Since leaving my role as Executive Pastor of a fast growing church, here is some of the things I’m discovering about those churches who have the greatest potential to break 1000 in weekend attendance.

They are usually under ten years old.

They are usually running over 400 in attendance. Churches that break through 200 to 300 in attendance early in the start up phase are most likely to have the DNA of continual growth and impact.

The leader has a vision for large impact.  It most often goes beyond the weekend and if it doesn’t it should.

They have experienced steady to rapid growth.  Many times steady is better.  Rapid growth comes with a rapid demand for leadership growth.

They may have reached a recent plateau in terms of growth.  Most churches grow this way.  Most leaders grow this way.  Grow the leader.  Grow the church.

They are often facing space and financial challenges.  In today’s economy these are huge issues that often take outside help to resolve and sustain growth.  The goal should always be to spend as little money as possible on space and free it up for ministry and staffing that facilitate ministry.

They are understaffed.  I’m yet to work with a church that is growing fast that doesn’t feel the pressure of being overworked.  These guys have a relentless commitment and work ethic.

The pastor often feels overwhelmed.  Chances are they haven’t been here before.  Going to the next level of ministry impact requires a new set of skills.

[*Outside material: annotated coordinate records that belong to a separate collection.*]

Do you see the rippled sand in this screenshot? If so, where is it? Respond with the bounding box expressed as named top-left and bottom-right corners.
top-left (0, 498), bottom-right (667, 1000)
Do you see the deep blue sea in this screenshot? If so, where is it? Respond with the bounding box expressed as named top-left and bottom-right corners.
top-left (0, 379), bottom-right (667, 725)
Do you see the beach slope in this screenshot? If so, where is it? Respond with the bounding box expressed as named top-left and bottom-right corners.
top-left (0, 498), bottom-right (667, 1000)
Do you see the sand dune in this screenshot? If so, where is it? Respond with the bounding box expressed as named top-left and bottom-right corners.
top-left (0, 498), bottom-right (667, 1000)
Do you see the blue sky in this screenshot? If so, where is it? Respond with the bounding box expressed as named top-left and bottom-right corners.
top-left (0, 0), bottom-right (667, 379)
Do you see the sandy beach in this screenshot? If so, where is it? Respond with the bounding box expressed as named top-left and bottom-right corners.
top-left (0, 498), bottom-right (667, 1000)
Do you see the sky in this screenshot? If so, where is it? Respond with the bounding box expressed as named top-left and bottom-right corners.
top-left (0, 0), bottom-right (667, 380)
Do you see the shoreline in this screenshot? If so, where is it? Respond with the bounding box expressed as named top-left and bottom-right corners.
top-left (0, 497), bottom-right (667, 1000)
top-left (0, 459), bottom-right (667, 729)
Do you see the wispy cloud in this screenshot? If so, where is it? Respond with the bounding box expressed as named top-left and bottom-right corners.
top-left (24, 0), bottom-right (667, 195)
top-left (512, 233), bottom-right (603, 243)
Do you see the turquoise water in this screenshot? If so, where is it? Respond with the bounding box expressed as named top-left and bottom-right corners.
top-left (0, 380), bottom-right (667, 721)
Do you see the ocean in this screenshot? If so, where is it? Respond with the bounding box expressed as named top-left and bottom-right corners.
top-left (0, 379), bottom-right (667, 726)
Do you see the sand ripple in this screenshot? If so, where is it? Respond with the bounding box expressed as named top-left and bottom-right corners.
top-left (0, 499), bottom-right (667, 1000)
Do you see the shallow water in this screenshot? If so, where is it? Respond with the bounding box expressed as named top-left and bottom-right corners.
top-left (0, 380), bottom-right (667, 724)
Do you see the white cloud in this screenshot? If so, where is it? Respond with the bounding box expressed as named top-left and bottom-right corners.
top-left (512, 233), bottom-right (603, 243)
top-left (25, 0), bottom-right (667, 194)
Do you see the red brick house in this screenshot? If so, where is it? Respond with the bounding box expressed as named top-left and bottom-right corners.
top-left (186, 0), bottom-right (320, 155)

As your church grows larger and larger it will require more and more leadership horsepower.

Churches that are growing rapidly often have a deep centered spirituality.  They love Jesus.  They love to see people experience life change.

They often need outside help.  Outside help brings an outside perspective that is often needed in order to grow.

Wherever you are enjoy your current sweet spot of growth.  One of the warning signs for growing churches is when it becomes all about growth.  We become obsessed and driven by the numbers.  A subtle form of idolatry creeps in.  Jesus is left in the dust.